The Cultural District
The third largest art district of its kind in the United States this is a must see for any visitor to Fort Worth. The Omni theatre (a super hi-tech cinematic experience) at the Museum of Science and History is a wonderful place to spend a hot afternoon5. The Museum is the largest one of its kind in the Southwest.
Will Rogers Memorial Center
Every January, thousands of people from across the state come to the Southwestern Exhibition and Fat Stock Show held in the Center. Some are there to show off their prize livestock; others are there to watch the bull-riders and rodeos. Vendors from across the nation gather to peddle their vacuum cleaners and never-sharpen knives.
The Amon Carter Museum
This was established by Amon G Carter Sr, so he'd have somewhere to store his collection of works by Frederic Remington and Charles Russell. Since then, the museum has acquired over 300,000 works of art, and is currently undergoing renovation and expansion.
The Kimbell Art Museum
Exhibits range in period from antiquity to the 20th Century and include masterpieces by Duccio, Fra Angelico, Mantegna, Caravaggio, El Greco, La Tour, Rubens, Velázquez, Rembrandt, Houdon, Goya, David, Monet, Cézanne, Picasso, Matisse, and Mondrian. The Kimbell's architect attempted to use natural light whenever possible to optimise your viewing of the art and as a result this museum has a very light, open feel. There's been talk of expansion, but the museum cannot be added on to without destroying the architectural integrity.
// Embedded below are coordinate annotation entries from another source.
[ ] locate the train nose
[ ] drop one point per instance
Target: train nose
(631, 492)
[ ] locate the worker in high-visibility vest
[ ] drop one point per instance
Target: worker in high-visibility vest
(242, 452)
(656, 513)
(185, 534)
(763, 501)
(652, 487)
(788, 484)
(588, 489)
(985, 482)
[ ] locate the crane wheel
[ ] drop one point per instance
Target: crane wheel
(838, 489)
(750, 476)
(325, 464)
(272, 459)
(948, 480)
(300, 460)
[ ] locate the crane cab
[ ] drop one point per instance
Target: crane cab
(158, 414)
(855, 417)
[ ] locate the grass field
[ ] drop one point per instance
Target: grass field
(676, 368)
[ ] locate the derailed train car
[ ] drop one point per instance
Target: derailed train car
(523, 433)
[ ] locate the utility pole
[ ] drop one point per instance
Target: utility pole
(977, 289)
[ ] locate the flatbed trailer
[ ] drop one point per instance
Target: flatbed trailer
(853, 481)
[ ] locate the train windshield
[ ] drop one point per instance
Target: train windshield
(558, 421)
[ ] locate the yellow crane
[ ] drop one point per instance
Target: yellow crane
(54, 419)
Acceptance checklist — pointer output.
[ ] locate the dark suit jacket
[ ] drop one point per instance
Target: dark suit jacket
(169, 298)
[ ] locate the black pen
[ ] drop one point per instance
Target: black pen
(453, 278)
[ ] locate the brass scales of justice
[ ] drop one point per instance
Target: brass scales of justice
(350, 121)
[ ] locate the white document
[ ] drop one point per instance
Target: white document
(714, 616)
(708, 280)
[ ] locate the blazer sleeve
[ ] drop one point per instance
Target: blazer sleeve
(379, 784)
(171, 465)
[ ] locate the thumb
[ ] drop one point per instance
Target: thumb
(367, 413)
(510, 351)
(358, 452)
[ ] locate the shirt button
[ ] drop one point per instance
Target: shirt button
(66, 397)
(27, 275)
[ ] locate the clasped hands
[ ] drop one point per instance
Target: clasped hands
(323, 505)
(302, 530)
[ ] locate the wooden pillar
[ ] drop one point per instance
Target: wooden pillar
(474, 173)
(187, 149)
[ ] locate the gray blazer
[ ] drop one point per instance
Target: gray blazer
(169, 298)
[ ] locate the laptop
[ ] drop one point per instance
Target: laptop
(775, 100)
This lush, well-maintained garden is a good place for picnics in the spring and fall, and every year, from June to July, Concerts in the Garden are held - featuring regional and national acts, with a fireworks finale every Saturday night.
A Selection Of Excellent Bars
Downtown: The Flying Saucer - 'The Best Beer and the Wurst Food' - carries hundreds of beers from all over the globe, some on tap, some in bottles. Frequent visitors are advised to join the UFO club. After a member of the UFO club has sampled every beer that the Saucer has to offer, a gold plate with the member's name is hung on the wall.
Cultural District: Ye Olde Bull & Bush has a small cosy British pub atmosphere. There are no televisions or barstools - just a jukebox and darts out the back. It's a great place to have a conversation over a beer. Run by an ex-bush pilot from England named Nick; if it's a slow night, he may regale you with stories of Africa.
South-west of downtown: J & J's Blues Bar is the blues venue for Fort Worth and Dallas. They claim to be the hottest blues bar in Texas, and in times past have featured Albert King, James Cotton and other blues legends.
In March of 2000 a tornado struck downtown Fort Worth. Two people were killed and there was several million dollars worth of property damage. None of the buildings were completely destroyed though many were stripped of their windows and exteriors. Luckily, the historically significant buildings remain intact and await your visit.